Systematic Biology | 2005
Ziheng Yang; Bruce Rannala
The Bayesian method for estimating species phylogenies from molecular sequence data provides an attractive alternative to maximum likelihood with nonparametric bootstrap due to the easy interpretation of posterior probabilities for trees and to availability of efficient computational algorithms. However, for many data sets it produces extremely high posterior probabilities, sometimes for apparently incorrect clades. Here we use both computer simulation and empirical data analysis to examine the effect of the prior model for internal branch lengths. We found that posterior probabilities for trees and clades are sensitive to the prior for internal branch lengths, and priors assuming long internal branches cause high posterior probabilities for trees.
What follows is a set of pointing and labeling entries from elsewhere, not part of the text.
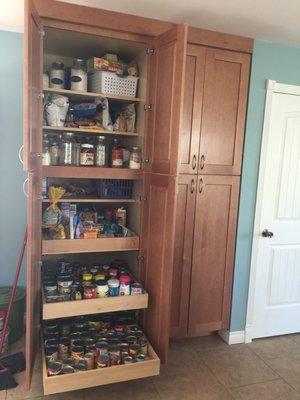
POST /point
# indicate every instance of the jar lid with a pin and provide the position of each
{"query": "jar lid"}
(113, 282)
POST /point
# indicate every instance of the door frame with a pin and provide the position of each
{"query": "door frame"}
(271, 87)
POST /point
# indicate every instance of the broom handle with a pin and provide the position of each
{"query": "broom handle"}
(13, 291)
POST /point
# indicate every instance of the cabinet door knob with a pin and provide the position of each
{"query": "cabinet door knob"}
(267, 233)
(201, 185)
(192, 186)
(202, 161)
(194, 161)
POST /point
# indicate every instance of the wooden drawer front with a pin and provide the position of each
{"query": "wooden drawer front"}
(224, 112)
(101, 376)
(93, 306)
(72, 246)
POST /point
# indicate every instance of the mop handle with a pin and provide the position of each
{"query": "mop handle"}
(13, 291)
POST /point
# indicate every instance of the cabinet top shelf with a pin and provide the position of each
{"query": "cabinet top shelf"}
(72, 94)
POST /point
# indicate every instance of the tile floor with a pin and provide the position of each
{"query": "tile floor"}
(200, 368)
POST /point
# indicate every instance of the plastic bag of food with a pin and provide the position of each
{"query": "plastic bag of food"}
(52, 215)
(56, 109)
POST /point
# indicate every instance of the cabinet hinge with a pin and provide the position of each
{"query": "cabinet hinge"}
(148, 107)
(150, 50)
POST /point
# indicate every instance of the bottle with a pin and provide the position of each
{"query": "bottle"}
(67, 149)
(135, 158)
(101, 152)
(116, 154)
(79, 75)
In particular, uniform priors with high upper bounds bias Bayesian clade probabilities in favor of extreme values. We discuss possible remedies to the problem, including empirical and full Bayesian methods and subjective procedures suggested in Bayesian hypothesis testing. Our results also suggest that the bootstrap proportion and Bayesian posterior probability are different measures of accuracy, and that the bootstrap proportion, if interpreted as the probability that the clade is true, can be either too liberal or too conservative.